En effet, aux termes de cette décision du Conseil constitutionnel, il est principalement reproché au législateur d'avoir défini une mesure susceptible d'imposer de manière assez " brutale " une réorganisation de leur actionnariat et une remise en cause éventuelle de leur agrément pour des éco-organismes antérieurement et légalement constitués et agréés.

La décision ici commentée rappelle tout d'abord que le législateur peut bien entendu faire évoluer et imposer notamment des obligations nouvelles mais ne peut " priver de garanties légales des exigences constitutionnelles :

" 33. Considérant qu'il est à tout moment loisible au législateur, statuant dans le domaine de sa compétence, de modifier des textes antérieurs ou d'abroger ceux-ci en leur substituant, le cas échéant, d'autres dispositions ; que, ce faisant, il ne saurait toutefois priver de garanties légales des exigences constitutionnelles ; qu'en particulier, il ne saurait, sans motif d'intérêt général suffisant, ni porter atteinte aux situations légalement acquises ni remettre en cause les effets qui peuvent légitimement être attendus de telles situations ; "

Au cas présent, le législateur peut imposer que la majorité du capital d'un éco-orgnaisme soit détenue par des producteurs représentatifs des adhérents dudit éco-organisme.
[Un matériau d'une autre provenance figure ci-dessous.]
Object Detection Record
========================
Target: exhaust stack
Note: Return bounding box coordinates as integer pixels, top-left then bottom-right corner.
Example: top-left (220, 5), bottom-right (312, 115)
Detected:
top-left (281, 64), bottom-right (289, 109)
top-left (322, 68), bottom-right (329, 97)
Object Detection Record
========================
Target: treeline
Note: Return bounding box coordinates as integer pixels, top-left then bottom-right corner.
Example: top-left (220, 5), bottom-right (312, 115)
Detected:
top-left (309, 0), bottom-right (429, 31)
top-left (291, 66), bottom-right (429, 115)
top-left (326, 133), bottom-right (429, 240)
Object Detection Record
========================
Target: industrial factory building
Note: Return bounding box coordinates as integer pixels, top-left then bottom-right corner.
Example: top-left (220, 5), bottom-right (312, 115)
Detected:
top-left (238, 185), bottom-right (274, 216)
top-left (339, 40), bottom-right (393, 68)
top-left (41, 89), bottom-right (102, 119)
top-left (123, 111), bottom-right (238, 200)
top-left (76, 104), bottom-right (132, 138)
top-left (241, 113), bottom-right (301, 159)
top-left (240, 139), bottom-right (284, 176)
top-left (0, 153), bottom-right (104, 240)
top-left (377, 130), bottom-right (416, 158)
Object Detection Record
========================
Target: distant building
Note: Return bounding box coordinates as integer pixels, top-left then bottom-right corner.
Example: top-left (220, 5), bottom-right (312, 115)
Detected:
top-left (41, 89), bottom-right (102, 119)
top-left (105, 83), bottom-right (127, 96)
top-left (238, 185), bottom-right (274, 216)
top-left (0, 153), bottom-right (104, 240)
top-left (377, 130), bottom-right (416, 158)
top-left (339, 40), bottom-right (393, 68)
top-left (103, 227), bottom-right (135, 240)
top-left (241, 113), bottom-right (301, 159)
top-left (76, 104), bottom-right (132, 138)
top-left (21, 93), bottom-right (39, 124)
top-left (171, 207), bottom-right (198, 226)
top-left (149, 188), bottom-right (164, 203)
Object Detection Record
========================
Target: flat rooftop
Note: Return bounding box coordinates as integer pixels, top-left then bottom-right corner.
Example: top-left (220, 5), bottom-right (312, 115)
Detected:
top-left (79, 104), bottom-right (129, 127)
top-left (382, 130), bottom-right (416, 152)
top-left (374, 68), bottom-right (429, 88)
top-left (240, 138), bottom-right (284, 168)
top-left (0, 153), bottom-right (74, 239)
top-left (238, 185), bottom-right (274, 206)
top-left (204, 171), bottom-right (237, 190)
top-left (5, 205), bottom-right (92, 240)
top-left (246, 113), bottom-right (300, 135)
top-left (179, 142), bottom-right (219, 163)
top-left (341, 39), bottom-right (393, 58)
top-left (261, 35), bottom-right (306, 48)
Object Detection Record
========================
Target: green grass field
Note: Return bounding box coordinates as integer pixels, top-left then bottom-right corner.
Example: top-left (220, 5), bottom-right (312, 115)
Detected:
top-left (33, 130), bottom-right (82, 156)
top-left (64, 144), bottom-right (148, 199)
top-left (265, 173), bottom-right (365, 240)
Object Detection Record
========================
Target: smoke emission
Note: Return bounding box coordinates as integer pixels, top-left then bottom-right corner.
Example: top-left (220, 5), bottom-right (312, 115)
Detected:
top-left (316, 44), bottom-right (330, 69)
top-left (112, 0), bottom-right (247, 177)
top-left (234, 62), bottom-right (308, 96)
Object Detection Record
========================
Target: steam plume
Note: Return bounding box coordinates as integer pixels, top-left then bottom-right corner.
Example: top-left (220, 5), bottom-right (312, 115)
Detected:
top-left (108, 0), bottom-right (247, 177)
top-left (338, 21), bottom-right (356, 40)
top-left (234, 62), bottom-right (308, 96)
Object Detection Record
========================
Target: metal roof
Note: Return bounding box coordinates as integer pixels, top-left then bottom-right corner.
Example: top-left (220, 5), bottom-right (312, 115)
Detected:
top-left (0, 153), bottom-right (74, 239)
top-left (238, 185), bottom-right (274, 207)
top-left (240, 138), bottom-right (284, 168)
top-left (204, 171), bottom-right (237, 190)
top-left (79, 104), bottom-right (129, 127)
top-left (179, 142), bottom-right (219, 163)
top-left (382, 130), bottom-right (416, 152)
Mais il ne peut imposer une telle obligation en se bornant à renvoyer au pouvoir réglementaire le soin de définir les garanties légales qui permettront, notamment, d'assurer une période transitoire.

" 36. Considérant, toutefois, que, si les dispositions contestées pouvaient imposer que la majorité du capital d'un éco-organisme constitué sous forme de société soit détenue par des producteurs, importateurs et distributeurs représentatifs des adhérents à cet éco-organisme pour les produits concernés, elles ne pouvaient imposer une telle obligation nouvelle aux sociétés et à leurs associés et actionnaires sans que soient prévues des garanties de nature à assurer la protection du droit de propriété et de la garantie des droits, qui ne sauraient relever du décret en Conseil d'État prévu par le paragraphe X de l'article L. 541 -10 du code de l'environnement dans lequel les dispositions contestées s'insèrent ; qu'il en résulte une atteinte disproportionnée au droit de propriété et à la garantie des droits ; que, par suite et sans qu'il soit besoin d'examiner les autres griefs, l'article 83 est contraire à la Constitution ; "

L'article 83 de la loi relative à la transition énergétique pour la croissance verte est ainsi déclaré contraire à la Constitution et ne figurera donc pas dans le texte de la loi promulguée qui sera prochainement publiée au Journal officiel.

Toutefois, le Gouvernement a la possibilité de réécrire cette disposition et de l'inscrire dans un autre projet de loi pour qu'elle soit de nouveau débattue.